The fallacy of Thomas’s whole outlook derives from this inability (or unwillingness) to discern these obvious debating points from actual motives. Both sides of every argument say that what they want is better than what the other side wants. Accordingly, you don’t judge which one is actually better by what they confess to be their motivations, but by what you see as the likely outcome of what they’re arguing for. Before the Civil War, slave apologists said they were the ones really looking out for black people by keeping them as slaves; after the war Republicans said they were the ones actually looking out for black people by giving them the right to vote. To help black people was not the primary motive of either; those Republicans wanted black people to vote not because voting is the right of every citizen but because they wanted the Republican Party to win the South. Still, one of these things left black people enslaved and the other gave them the right to vote. The outcome is what matters, not what someone says to win an argument or to help themselves sleep at night.

Thomas has a reputation for being sensitive and hypocritical, and that reputation is well earned. He is the quintessential victim conservative. His memoir is full of comic juxtapositions of woe-is-me victimhood followed immediately by personal good news. As previously mentioned, Thomas felt his law degree was tainted by affirmative action; he wrote in his memoir that he believed this act of liberal paternalism was why he initially had trouble finding a job after law school. Yet literally the next paragraph is him getting a job at the Missouri Attorney General’s office through the personal connections of a friend from Yale. Later, when Thomas is working for the Reagan administration, he complains that people are saying mean things about him for being a black conservative: “I’d only just begun to take the measure of the price I would pay for going my own way.” That price? In the next paragraph he gets a call from the White House offering him a promotion.

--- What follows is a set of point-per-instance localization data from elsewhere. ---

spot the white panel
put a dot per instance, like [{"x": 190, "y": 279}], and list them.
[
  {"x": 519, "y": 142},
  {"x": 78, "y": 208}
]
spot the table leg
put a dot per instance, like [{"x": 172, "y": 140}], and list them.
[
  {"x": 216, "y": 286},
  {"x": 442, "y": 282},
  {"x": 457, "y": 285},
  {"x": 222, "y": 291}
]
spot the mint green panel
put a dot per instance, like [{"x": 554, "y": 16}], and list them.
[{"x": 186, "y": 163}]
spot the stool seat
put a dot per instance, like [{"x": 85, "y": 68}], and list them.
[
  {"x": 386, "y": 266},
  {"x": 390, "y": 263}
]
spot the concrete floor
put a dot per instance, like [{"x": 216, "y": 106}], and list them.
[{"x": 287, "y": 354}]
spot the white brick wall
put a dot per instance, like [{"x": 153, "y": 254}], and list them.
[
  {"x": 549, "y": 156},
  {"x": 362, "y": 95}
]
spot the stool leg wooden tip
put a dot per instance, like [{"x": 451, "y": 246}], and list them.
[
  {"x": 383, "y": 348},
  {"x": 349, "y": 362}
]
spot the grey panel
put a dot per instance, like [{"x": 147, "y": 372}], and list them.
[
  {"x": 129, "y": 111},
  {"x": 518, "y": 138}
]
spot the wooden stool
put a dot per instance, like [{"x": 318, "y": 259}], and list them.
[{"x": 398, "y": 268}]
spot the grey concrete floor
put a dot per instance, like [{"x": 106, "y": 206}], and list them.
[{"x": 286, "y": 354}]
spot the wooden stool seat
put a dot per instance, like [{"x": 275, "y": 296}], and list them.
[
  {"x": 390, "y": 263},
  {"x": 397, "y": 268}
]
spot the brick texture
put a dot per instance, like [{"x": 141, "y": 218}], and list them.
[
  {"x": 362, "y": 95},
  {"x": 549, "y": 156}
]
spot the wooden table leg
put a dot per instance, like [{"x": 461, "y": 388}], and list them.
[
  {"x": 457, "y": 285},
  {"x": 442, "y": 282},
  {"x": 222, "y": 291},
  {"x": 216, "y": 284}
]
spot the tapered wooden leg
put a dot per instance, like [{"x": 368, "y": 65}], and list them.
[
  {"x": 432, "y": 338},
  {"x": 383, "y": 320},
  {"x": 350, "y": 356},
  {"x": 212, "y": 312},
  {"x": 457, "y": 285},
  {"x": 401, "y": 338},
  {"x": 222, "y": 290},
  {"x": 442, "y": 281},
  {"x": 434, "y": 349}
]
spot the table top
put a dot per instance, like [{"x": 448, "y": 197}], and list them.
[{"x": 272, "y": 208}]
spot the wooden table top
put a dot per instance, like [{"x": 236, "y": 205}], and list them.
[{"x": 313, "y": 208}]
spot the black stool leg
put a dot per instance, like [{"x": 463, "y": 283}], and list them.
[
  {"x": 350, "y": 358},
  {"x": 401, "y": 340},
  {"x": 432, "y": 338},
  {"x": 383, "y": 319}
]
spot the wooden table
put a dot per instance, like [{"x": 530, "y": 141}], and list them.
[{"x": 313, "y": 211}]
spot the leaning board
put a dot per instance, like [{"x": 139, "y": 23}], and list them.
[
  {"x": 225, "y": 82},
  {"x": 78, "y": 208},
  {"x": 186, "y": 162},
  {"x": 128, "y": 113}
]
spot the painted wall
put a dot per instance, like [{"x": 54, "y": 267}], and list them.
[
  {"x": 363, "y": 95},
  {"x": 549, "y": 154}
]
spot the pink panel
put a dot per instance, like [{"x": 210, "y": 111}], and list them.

Thomas has not only not suffered from being a black conservative or from liberal paternalism, he’s benefitted from them. And that absence of suffering is what he suffers from: convinced that greatness requires suffering, if he hasn’t suffered then he must not be great. Thomas wants to—needs to—be a martyr banished into the wilderness, but in reality he has always been a hollowed-out cardinal accommodating himself to a corrupt Rome.

Read Enigma as well as everything else Robin has written. No political thinker in our time has been more devoted to understanding political thinking (as opposed to sociologizing or moralizing politics). The one or two foibles of Enigma don’t take away from it being a magnificent and serious study of a consequential and fool-hearted man.